1.開始漏斗:フロー時間を測定することによって、流体材料の粘度測定に使用される。漏斗を通して流体材料が通過する時間が計算される。本願発明の製品は、20秒以内に漏斗を通過した。このように、規格で45秒未満と記載された制限が提供されている。
2.フローコーン:泥及びモルタルなど、流体材料のフロー粘度を測定するために使用される。本願発明の製品は、8秒以内にコーンから排出された。このように、規格で25秒未満と記載された制限が提供されている。
3.発汗:発汗試験における材料の適用ポイントにおいて、24時間観察した。上記の材料の混合物に存在する水は、24時間で材料から分離され、適用領域において発汗事象を形成した。この分離は、規格に従い5%未満でなければならない。本願発明の製品において、発汗比率は4.5%と観測された。
4.砂柱:注入材料の、クラックの中への貫入を測定するために使用される。

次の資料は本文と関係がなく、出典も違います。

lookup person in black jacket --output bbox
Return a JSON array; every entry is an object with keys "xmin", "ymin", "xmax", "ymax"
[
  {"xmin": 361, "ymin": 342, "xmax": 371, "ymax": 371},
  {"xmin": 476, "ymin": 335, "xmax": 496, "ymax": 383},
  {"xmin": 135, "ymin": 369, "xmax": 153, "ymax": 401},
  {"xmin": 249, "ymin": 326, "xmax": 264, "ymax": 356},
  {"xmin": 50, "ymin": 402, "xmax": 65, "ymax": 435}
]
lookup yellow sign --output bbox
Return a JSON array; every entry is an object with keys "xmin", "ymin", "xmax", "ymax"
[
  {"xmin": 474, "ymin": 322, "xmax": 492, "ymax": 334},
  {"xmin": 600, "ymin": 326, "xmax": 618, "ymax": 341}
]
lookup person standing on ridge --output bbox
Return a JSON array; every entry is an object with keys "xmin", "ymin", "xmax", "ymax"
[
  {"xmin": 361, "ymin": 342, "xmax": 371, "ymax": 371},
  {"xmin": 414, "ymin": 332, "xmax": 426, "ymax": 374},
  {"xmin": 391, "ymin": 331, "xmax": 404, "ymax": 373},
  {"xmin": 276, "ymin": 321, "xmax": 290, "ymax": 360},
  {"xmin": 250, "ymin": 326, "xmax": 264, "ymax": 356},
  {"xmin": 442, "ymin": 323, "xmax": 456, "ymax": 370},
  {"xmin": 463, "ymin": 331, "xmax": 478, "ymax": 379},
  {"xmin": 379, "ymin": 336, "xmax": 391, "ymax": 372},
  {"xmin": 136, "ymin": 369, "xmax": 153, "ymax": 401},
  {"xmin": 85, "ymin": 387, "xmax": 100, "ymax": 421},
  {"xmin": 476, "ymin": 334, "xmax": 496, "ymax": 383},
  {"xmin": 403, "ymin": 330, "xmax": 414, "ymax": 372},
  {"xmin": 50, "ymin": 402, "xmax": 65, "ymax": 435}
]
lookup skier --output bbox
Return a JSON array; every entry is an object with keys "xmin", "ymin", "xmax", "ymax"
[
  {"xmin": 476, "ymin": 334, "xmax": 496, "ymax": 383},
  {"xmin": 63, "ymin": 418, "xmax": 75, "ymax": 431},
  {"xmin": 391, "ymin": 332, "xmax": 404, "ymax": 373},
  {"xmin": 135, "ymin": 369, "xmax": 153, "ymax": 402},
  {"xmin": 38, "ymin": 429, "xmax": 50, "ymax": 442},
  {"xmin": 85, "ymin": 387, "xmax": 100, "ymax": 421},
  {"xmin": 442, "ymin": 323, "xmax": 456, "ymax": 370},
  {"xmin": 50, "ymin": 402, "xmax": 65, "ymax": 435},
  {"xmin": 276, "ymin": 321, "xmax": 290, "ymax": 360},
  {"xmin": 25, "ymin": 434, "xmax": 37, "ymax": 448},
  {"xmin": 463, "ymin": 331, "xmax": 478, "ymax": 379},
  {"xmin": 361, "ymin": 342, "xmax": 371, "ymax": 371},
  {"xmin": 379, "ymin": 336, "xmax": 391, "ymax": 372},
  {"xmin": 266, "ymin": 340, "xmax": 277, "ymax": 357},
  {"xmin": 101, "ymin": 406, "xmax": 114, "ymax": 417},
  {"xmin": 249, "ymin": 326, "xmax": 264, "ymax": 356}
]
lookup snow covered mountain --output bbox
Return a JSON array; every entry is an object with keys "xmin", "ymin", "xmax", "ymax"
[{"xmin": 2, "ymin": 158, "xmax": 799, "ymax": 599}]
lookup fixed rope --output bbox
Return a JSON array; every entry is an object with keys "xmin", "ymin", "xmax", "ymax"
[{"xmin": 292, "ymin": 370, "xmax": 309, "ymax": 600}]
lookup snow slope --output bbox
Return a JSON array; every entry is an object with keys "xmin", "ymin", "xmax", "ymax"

この材料は、異なる粒子サイズを有する砂及び小石が存在する柱に貫入された。この貫入中、材料は、柱の如何なる箇所にも集積されないことが想定され、この材料は特定の貫入時間を有する。この貫入時間及び集積量は、50秒未満及び20ml未満であると、規格に定義されている。本願発明の製品は6秒の貫入時間で、集積は確認できなかった。したがって、本願発明の製品は、最も細いクラックの中でも貫入できることが確認された。
【0033】
成された試験の結果を検討すると、得られた製品は、規格に示された下限値を下回ること、及び砂柱試験で優れた性能を示し、本発明の目的に従った方法で高い貫入性を有する材料が得られたこと、が判る。